Sunday, July 27, 2014

Hibernate Concepts

In this section we will understand important concepts on which Hibernate is based. It is essential to understand these things before deep diving further.
Entity and Value Type
Hibernate makes distinction between entity and value types. Entity types represent the objects that can be persisted to the database. They are the first class citizen in hibernate.  Hibernate manages the life cycle of and entity. An entity also has an identifier which identifies the different instances uniquely. Value types are objects which are managed in the context of an entity. They live and die within the scope of an entity. This distinction comes because of Hibernate philosophy of promoting rich domain model. This means more classes per table. Let's say we have Student Table which contains the Address also
Student table
ID
 NAME
 CITY
 COUNTRY
Now we can map this table to two class. One Entity and another value type
Student (entity class)
@Entity
public class Student{
   private Long id;
   private String name;
   private Address address;
   //Setters and getters
Address (value class)
public class Address{
   private String city;
   private String country;
   //setters and getters
}
So we have got two classes for one table.
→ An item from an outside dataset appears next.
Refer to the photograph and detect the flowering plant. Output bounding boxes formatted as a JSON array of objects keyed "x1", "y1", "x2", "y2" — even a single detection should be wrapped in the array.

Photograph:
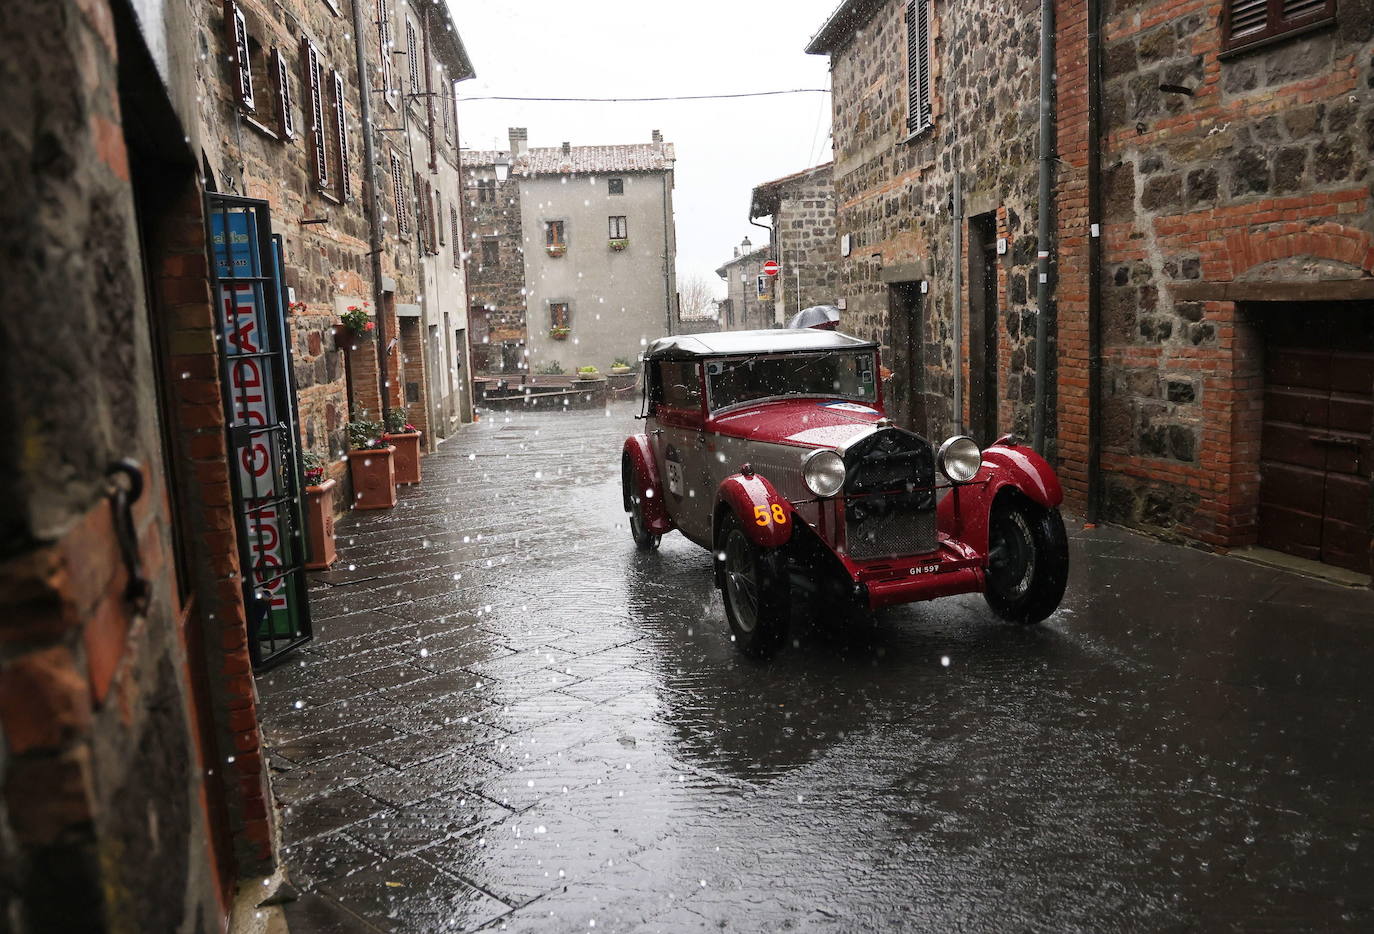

Also the life of Address object is within the life scope of Student object.The Student object can live independently but an independent address object has no meaning unless it is associated with a Student object.
Flushing
Flushing is the process of propagating the changes from the Java layer to the database. Whenever the call is done for a save, hibernate does not issues the SQL automatically. It keeps on noting the changes and queues all the SQL. The SQL's are issued to database at appropriate time. This propagation of changes is known as flushing. The default mode for flushing is automatic, where hibernate identifies when to flush. The flushing is done in the following cases:
  • When the transaction is committed.
  • Before query execution so that the query sees the latest data in the database.
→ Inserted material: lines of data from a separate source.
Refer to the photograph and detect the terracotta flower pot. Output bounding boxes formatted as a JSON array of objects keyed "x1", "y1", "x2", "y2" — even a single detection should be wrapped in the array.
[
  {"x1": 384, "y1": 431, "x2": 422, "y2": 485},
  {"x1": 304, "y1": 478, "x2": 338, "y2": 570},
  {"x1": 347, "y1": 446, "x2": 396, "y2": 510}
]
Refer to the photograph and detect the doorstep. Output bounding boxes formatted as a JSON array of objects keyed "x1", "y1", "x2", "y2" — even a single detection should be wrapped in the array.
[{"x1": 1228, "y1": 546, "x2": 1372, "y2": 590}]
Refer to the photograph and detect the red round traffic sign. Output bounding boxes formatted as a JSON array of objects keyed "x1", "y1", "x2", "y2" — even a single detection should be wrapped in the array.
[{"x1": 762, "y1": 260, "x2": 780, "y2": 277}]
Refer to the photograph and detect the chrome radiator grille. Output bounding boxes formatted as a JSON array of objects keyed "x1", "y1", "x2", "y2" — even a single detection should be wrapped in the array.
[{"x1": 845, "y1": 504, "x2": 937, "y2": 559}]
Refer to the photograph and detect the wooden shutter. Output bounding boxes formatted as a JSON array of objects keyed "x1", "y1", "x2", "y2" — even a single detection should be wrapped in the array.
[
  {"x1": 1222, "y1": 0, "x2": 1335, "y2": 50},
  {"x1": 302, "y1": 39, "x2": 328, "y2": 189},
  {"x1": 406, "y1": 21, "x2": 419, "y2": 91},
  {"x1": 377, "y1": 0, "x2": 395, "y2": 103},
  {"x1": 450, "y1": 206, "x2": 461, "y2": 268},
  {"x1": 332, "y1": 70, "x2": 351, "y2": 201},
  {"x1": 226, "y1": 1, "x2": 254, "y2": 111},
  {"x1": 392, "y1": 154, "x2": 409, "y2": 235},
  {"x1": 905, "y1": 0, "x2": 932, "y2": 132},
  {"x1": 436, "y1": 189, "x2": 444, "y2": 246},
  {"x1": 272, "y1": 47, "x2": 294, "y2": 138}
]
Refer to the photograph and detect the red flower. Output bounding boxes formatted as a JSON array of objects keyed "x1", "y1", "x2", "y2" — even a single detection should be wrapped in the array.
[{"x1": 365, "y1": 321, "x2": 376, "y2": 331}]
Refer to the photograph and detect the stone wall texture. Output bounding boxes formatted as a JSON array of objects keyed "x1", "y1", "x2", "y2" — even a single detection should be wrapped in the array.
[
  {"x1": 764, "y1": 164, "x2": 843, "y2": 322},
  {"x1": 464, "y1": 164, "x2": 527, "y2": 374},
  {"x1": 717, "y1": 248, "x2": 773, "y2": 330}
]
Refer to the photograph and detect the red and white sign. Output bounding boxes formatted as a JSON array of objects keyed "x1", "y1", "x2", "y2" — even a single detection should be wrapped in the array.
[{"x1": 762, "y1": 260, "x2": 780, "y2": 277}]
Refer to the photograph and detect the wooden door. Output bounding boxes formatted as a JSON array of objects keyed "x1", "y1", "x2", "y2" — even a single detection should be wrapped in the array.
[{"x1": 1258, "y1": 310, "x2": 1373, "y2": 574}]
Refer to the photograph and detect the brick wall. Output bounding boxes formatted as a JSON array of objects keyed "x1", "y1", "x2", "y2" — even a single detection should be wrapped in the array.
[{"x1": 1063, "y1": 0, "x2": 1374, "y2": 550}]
  • When session.flush() is called explicitly.
The flushing mode can be changed by calling session.setFlushMode with parameter FlushMode.COMMIT. In this case the flushing happens only
  • When the transaction is committed.
  • When session.flush() is called explicitly.
Dirty Checking
Hibernate automatically tracks the changes in the entities when they are in managed state and persists the changes to the database. Look at the following example
//Get the session from the Session factory. In the first unit of work we persist the Student object
Session session = HibernateUtil.getSessionFactory().openSession();      
Transaction tx= session.beginTransaction();      
      
Student student = new Student();
student.setName("oyeJava");
      
Long studentId = (Long)session.save(student);
  
tx.commit();
session.close();
      
//Start another unit of work. Note that we fetch the same row that we have saved.
//Now change the name of student object but do not call any save or update method.
//Still hibernate will figure out that the object has changed and hibernate will
//persist the changes to the datbase.The process of finding the changes is known as dirty checking also.
session = HibernateUtil.getSessionFactory().openSession();
tx= session.beginTransaction();      
      
Student student1 = (Student)session.get(Student.class, studentId);      
student1.setName("Again Java");
      
tx.commit();
session.close();
Whenever hibernate fetches or saves an object to the database, it keeps a snapshot of the object. At the point when hibernate goes to persist the changes, it loops through all the objects and matches it with the snapshot it has got.If it identifies that the state of an entity has changed from its snapshot it flushes those changes to the database.